French privacy laws make street photography (ironically pioneered by their greatest photographer, Cartier-Bresson; whose most famous photos would now be forbidden) illegal. I was careful to respect a law I despise by ensuring any human subjects were unidentifiable figures in the frame.

I think my desire to obey laws is one of the reasons I’m a libertarian. People with looser attitudes to compliance may worry less about 3,000+ crimes per Parliament being created (as happened under New Labour).

I used to ask people how many of those new crimes they could name. No one ever knew more than one; hunting with hounds. Others included entering a nursery school without prior appointment, which must be broken regularly by grandparents stepping in when a parent is delayed. However well intended those new crimes were (and most were just pointless propaganda to make the government seem "active" and “caring”), it’s not good to make the perfect knowledge of law assumed by our courts even more of a legal fiction.

Not least because it undermines respect for Law itself. A few laws based on commonly-accepted moral principles and rigorously and reliably enforced are the way to build respect for Law. The alternative makes lawyers rich but I can see no other benefit.

That said, I note the current British election campaign turns once again on the stupidest question of all — "what can government do for me?" The answer, if you’re not an apparatchik or on benefits, is “***k you and take most of your earnings.” That, however, is a lesson not yet learned.

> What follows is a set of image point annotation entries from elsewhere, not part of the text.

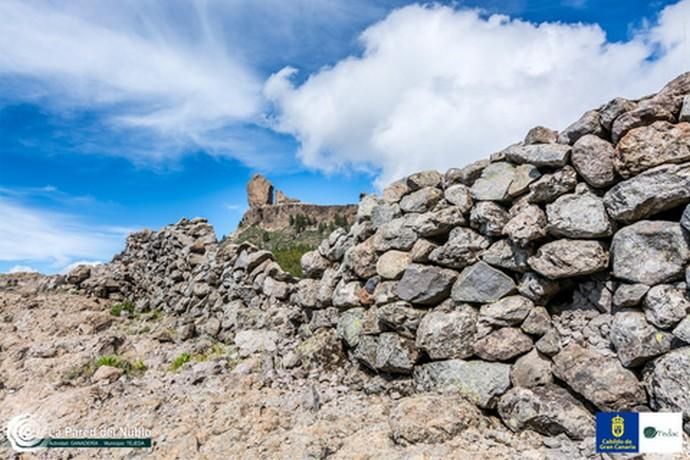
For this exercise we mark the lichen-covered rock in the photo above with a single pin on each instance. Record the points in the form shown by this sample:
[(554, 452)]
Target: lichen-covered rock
[(662, 244), (636, 341), (481, 283), (448, 334), (600, 379), (592, 157), (568, 258), (503, 344), (666, 305), (651, 192), (649, 146), (425, 284), (578, 215), (464, 246), (549, 410), (478, 381), (666, 380)]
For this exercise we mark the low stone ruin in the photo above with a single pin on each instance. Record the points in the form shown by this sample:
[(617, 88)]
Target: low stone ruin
[(545, 283)]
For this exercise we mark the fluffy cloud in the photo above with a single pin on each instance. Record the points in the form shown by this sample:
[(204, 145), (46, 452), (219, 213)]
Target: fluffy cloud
[(437, 87), (29, 234)]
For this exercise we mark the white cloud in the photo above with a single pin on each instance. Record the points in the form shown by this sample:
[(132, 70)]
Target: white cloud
[(437, 87), (21, 269), (39, 236)]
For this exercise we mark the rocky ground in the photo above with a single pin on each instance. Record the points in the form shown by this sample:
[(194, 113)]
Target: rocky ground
[(220, 404)]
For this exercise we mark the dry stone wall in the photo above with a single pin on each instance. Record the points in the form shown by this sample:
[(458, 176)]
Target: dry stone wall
[(545, 283)]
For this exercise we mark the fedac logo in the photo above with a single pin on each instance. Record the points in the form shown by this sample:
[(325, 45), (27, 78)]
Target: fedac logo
[(645, 432), (618, 432)]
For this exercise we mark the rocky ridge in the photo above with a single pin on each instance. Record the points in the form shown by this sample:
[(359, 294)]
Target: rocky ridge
[(541, 285)]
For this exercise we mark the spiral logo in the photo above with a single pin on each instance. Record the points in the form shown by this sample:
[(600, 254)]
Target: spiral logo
[(25, 433)]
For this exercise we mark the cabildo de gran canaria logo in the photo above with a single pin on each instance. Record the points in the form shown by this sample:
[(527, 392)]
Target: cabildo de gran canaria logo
[(645, 432)]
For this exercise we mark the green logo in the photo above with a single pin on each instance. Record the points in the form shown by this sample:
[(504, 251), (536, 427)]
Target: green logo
[(649, 432)]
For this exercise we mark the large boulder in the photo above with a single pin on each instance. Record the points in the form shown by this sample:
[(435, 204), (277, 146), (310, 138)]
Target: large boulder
[(478, 381), (448, 334), (425, 284), (481, 283), (666, 380), (662, 246), (549, 410), (636, 341), (648, 193), (431, 418), (578, 215), (649, 146), (568, 258), (600, 379)]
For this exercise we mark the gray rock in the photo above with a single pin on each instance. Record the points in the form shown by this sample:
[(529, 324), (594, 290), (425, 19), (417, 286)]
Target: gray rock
[(592, 157), (349, 326), (422, 200), (459, 195), (636, 341), (346, 295), (488, 218), (466, 175), (481, 283), (537, 322), (629, 295), (548, 410), (600, 379), (522, 177), (649, 146), (314, 264), (541, 135), (494, 182), (395, 191), (682, 331), (684, 115), (424, 179), (464, 246), (549, 343), (503, 344), (504, 254), (550, 186), (400, 317), (431, 418), (384, 213), (395, 354), (613, 109), (589, 123), (568, 258), (651, 192), (425, 285), (392, 264), (395, 234), (663, 246), (579, 215), (531, 370), (528, 224), (537, 288), (480, 382), (665, 305), (551, 155), (509, 311), (666, 380), (449, 334)]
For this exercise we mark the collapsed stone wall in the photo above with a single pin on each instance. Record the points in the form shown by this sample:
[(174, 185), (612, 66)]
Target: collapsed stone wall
[(546, 283)]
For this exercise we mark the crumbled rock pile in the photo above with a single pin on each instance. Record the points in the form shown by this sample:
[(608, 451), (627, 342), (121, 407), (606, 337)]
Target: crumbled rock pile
[(545, 283)]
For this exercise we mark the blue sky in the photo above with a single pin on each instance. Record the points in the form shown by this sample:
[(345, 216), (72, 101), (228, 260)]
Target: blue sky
[(116, 116)]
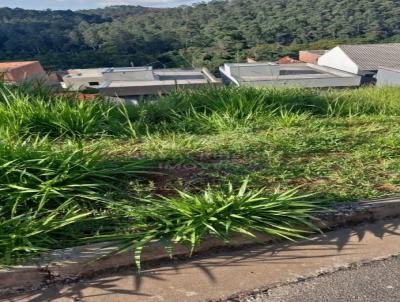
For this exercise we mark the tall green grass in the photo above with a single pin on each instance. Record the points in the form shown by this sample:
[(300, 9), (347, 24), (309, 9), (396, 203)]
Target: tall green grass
[(23, 114), (54, 180), (37, 174), (220, 213)]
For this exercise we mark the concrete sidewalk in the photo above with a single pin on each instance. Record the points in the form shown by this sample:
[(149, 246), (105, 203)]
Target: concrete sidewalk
[(221, 275)]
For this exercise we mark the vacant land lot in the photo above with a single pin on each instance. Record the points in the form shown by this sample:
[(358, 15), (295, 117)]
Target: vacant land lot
[(188, 165)]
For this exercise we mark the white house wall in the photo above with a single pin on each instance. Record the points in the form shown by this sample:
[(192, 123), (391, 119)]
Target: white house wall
[(336, 58), (387, 77)]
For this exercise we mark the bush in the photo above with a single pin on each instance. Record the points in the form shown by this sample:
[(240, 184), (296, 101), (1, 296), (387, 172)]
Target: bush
[(23, 114), (190, 218), (38, 174)]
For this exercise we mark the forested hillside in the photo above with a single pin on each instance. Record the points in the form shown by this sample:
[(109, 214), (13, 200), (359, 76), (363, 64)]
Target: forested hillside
[(204, 34)]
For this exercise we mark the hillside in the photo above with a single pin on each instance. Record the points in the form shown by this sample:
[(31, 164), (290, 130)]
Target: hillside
[(203, 34)]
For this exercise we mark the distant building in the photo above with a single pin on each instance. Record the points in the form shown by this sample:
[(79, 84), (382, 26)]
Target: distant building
[(251, 60), (311, 56), (16, 72), (137, 81), (363, 60), (287, 60), (388, 77), (293, 75)]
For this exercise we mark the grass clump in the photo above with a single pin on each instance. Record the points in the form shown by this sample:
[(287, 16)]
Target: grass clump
[(221, 213), (66, 165), (23, 114)]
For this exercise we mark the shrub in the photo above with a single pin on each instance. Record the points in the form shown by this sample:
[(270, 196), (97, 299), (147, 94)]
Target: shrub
[(190, 218), (37, 174), (23, 114)]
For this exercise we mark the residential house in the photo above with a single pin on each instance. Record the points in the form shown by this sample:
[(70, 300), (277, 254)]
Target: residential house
[(17, 72), (137, 81), (287, 60), (311, 56), (388, 77)]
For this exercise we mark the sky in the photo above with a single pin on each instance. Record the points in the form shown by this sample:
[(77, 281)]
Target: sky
[(83, 4)]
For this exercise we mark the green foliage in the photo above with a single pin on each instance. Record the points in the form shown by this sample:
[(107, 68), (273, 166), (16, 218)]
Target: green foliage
[(34, 232), (24, 112), (66, 166), (37, 175), (206, 34)]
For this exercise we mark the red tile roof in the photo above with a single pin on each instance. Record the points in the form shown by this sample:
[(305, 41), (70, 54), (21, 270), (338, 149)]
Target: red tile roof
[(18, 71)]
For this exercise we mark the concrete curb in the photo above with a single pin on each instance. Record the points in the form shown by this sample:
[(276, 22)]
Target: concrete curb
[(83, 261)]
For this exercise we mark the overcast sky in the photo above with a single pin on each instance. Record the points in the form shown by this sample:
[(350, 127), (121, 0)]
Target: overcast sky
[(81, 4)]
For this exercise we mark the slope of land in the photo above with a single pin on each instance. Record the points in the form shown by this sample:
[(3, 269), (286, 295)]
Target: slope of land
[(204, 34)]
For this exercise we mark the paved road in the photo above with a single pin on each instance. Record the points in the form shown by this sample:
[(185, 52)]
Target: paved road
[(220, 275), (374, 282)]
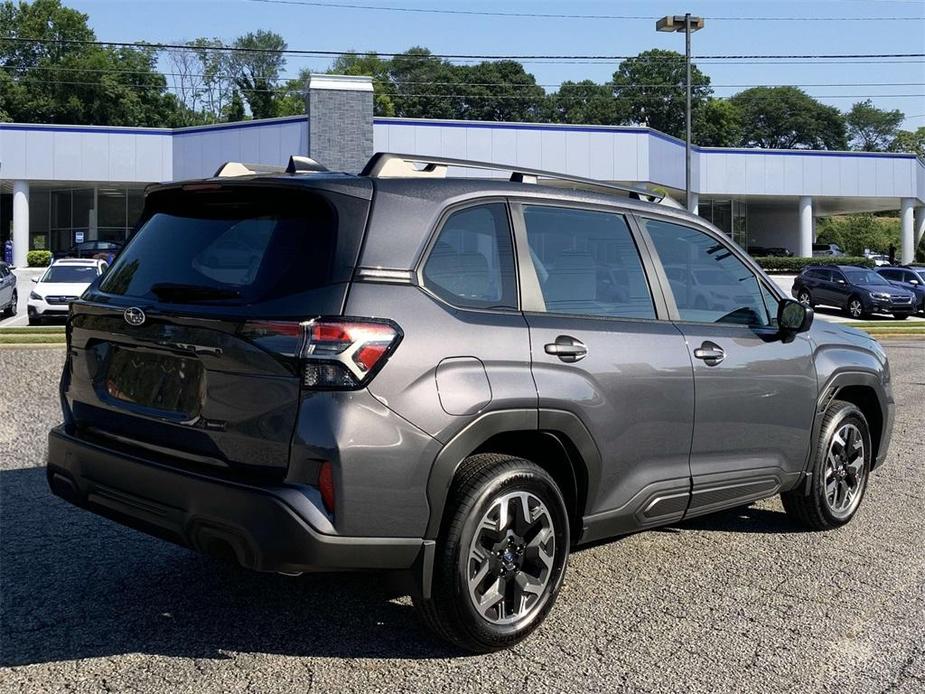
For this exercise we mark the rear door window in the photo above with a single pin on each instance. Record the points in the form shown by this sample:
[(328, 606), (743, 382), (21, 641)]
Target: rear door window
[(587, 263), (230, 247), (471, 264)]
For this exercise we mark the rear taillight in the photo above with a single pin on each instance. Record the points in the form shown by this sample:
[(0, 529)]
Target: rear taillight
[(334, 353)]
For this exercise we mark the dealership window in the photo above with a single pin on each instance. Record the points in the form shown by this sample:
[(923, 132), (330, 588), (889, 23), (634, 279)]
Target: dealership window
[(60, 216), (729, 216)]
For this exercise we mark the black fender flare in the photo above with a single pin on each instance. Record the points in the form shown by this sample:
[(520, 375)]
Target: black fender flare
[(489, 424)]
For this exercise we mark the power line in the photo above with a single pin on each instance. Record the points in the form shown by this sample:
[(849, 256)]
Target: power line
[(555, 15), (229, 76), (457, 95), (450, 56)]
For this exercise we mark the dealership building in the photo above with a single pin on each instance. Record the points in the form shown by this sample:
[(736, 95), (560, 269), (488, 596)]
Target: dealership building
[(63, 183)]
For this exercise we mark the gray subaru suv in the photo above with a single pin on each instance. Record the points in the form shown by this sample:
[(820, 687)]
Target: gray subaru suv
[(459, 379)]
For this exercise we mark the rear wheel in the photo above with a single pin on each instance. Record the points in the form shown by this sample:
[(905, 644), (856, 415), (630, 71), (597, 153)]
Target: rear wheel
[(501, 555), (840, 471)]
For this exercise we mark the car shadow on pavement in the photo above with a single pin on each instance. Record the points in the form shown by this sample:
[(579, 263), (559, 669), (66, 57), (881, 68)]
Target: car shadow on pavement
[(743, 519), (75, 585)]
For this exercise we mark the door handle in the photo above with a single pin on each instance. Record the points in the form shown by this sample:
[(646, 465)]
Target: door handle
[(567, 348), (711, 353)]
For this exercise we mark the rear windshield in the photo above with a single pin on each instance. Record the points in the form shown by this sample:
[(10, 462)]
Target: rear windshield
[(70, 274), (228, 246)]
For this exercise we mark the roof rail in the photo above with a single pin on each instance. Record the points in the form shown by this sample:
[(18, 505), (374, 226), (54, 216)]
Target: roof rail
[(393, 165), (297, 164)]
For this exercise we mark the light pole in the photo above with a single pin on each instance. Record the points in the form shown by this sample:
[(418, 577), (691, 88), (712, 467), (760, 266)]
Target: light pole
[(688, 25)]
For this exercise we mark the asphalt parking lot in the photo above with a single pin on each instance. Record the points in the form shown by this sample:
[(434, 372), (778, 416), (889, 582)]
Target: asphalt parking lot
[(739, 602)]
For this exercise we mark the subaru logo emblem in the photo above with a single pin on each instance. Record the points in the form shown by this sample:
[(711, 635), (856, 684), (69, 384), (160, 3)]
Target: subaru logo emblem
[(134, 316)]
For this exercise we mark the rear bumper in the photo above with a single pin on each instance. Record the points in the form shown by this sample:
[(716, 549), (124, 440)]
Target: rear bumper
[(266, 528)]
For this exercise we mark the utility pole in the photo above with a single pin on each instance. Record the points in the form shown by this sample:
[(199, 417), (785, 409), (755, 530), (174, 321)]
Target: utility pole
[(688, 25)]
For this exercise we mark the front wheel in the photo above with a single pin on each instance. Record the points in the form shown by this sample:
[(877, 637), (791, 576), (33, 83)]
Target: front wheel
[(840, 472), (501, 555)]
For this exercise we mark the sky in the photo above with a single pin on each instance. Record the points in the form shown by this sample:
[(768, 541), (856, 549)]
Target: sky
[(731, 28)]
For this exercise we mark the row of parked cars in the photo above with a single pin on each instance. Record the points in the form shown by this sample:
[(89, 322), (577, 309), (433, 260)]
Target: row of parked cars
[(860, 292), (64, 281)]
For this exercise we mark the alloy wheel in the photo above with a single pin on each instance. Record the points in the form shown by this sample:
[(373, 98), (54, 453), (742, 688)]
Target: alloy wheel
[(511, 557), (844, 470)]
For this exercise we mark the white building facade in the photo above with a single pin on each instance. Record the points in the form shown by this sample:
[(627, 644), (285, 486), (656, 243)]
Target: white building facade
[(60, 184)]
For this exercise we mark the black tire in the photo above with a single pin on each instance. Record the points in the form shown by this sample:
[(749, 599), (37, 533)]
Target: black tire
[(805, 298), (481, 484), (855, 308), (814, 509)]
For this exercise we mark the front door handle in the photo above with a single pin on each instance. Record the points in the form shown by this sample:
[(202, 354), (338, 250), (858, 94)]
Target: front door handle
[(567, 348), (711, 353)]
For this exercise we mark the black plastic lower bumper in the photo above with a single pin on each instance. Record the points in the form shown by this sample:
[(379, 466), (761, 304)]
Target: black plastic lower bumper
[(263, 528)]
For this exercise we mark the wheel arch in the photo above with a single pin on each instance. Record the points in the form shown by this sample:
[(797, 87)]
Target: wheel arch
[(866, 391), (555, 440)]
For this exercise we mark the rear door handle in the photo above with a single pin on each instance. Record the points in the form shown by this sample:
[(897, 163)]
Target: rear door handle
[(567, 348), (711, 353)]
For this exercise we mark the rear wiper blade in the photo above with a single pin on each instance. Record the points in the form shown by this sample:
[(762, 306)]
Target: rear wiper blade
[(192, 292)]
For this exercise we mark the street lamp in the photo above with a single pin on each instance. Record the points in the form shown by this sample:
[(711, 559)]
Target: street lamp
[(688, 25)]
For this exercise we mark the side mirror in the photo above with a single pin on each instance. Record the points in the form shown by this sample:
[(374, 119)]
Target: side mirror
[(793, 317)]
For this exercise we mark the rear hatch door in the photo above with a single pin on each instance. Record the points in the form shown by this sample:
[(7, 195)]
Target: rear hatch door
[(185, 348)]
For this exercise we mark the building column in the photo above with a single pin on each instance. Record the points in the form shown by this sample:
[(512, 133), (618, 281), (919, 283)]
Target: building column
[(340, 121), (918, 227), (20, 222), (906, 231), (806, 227)]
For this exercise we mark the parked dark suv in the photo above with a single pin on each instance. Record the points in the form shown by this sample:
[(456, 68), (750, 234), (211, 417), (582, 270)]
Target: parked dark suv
[(858, 291), (460, 379)]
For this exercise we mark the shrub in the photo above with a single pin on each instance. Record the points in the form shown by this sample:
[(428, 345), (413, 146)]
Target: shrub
[(773, 264), (38, 258)]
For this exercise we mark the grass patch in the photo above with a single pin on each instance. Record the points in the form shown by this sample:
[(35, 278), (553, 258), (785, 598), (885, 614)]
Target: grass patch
[(42, 339), (39, 330)]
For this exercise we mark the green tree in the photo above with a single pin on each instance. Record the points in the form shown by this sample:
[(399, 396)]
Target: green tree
[(717, 123), (256, 65), (583, 102), (910, 141), (788, 118), (234, 110), (372, 65), (859, 232), (872, 129), (651, 87), (425, 86), (499, 91), (291, 98)]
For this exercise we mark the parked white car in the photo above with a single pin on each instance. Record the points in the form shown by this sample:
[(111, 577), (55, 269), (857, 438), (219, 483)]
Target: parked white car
[(61, 284)]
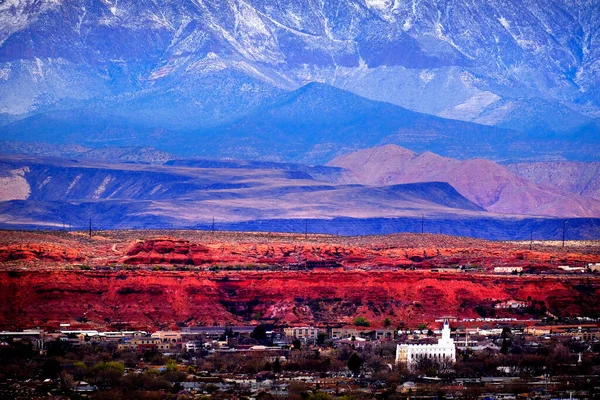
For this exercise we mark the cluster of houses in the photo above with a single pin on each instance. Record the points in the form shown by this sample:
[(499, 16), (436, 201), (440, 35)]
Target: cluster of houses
[(411, 344)]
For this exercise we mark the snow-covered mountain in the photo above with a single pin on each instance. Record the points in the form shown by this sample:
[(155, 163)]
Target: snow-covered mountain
[(530, 65)]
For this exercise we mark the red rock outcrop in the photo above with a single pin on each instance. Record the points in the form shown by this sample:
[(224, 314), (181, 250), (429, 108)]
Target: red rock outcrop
[(159, 299), (39, 252), (166, 251)]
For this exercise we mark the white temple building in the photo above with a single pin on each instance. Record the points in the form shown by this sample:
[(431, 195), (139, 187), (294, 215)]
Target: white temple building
[(444, 350)]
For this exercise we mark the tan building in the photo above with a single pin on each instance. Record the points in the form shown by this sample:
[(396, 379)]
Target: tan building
[(302, 332), (146, 343)]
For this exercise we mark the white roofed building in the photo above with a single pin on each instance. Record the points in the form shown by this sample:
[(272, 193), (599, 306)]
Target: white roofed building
[(443, 351)]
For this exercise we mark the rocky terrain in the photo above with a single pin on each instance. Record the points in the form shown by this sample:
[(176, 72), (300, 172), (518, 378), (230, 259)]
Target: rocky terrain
[(276, 197), (147, 280), (566, 176), (555, 189)]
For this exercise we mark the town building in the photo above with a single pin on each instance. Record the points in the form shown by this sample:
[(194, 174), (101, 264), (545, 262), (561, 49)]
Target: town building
[(143, 344), (443, 351), (302, 332), (594, 267), (508, 270)]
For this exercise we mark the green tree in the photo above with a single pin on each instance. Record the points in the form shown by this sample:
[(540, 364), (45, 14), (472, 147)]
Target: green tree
[(297, 344), (259, 333), (354, 363), (361, 321), (277, 365)]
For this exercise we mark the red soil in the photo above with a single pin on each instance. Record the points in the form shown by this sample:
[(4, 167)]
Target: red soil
[(41, 287), (158, 299)]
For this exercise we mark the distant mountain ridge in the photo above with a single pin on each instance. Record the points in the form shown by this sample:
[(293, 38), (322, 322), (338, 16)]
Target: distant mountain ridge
[(182, 67), (486, 183), (55, 193), (312, 124)]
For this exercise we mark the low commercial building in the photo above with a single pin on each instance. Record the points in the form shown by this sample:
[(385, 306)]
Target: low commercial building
[(143, 344), (508, 270), (302, 332)]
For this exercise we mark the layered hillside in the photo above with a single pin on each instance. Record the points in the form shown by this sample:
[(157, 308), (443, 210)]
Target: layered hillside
[(490, 185), (567, 176), (143, 280), (128, 72)]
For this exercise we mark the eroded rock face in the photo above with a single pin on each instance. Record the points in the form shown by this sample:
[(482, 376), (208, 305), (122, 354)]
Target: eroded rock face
[(160, 299), (39, 252), (169, 251), (350, 277)]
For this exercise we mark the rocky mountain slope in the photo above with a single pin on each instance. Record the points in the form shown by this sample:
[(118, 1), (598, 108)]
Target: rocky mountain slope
[(486, 183), (174, 65), (572, 177)]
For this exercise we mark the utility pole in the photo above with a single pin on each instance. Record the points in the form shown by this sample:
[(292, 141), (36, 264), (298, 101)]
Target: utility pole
[(306, 229), (531, 240)]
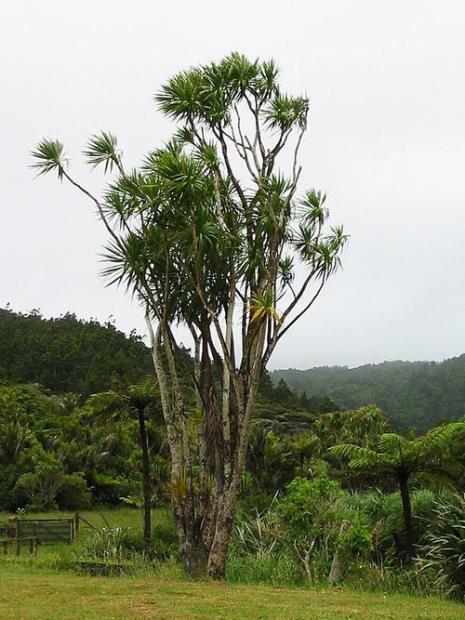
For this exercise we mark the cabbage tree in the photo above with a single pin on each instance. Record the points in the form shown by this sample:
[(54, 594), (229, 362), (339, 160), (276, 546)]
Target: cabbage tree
[(211, 232)]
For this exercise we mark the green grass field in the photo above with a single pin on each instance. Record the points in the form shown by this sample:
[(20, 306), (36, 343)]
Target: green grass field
[(40, 588), (30, 593)]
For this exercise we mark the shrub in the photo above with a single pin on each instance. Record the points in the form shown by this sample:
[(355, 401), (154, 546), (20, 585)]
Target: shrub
[(37, 491), (73, 493), (443, 548)]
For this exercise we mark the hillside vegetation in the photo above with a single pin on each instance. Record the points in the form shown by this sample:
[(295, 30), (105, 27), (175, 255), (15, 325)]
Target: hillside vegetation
[(67, 354), (411, 394)]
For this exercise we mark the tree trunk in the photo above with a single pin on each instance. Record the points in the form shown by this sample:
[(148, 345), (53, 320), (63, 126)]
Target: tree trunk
[(219, 548), (407, 513), (337, 565), (146, 486)]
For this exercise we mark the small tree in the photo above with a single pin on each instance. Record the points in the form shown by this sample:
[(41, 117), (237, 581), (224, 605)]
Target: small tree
[(399, 458), (208, 233), (137, 400)]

Keir Starmer is keen to add 1.5 million new voters aged 16 and 17 to the electorate, precisely because they'll have learned no economic lessons at all. One wonders why anyone ever thought it a good idea to put our children's education in the hands of parasites who profit from voter ignorance. It would certainly account for why Starmer is also keen to drive more future voters into state education.

Not one party in this election proposes less government and fewer laws. Not one. Unless something changes (I hope it does because both my grandads volunteered to defend my right to do so) I shall for the first time in my life not vote. Even when I lived abroad I voted every time by proxy until I lost the right to do so. The Conservatives are authoritarian statist socialists with no respect for individual freedom. So of course are Labour, but at least they're honest about it. Given a choice between thieves and lying thieves, I'm not inclined to express an opinion.

After being brought down by such political reflections while reading my newspaper and blogs, I set off again in holiday mood to take photographs. I headed to the plan d'eau de Metz, a kind of leisure-boating marina. I'd forgotten about my intermittent fasting regime and found myself not having lunched with minutes to go. The few restaurants that were open on a Sunday had closed by 2.30pm, so I grabbed a beer and an ice-cream at a place which – it transpired – sadly lacked a loo. Like many gents of my age, this is now a matter of more concern than it used to be. I swiftly followed the directions given by the ice-cream vendeuse and found myself in a queue. A clever automated public WC performed an impressive cleansing so thorough each time that it took longer than the typical visitor! Fortunately, I was spared embarrassment and continued my waterside walk in happier mood.

I'd planned to call an Uber to return as I did yesterday. When I checked the distance however, I realised I'd walked in something of a circle and was less than half a mile from my hotel. In consequence, though I'd planned to walk a little less than yesterday, I ended up covering the same modest distance. I enjoyed the walk more today. Partly because I'd left my tripod and lighting gear in the hotel to lighten my load. Mainly because I was more confident I could handle it. 

My album of photos has been updated if you’re interested.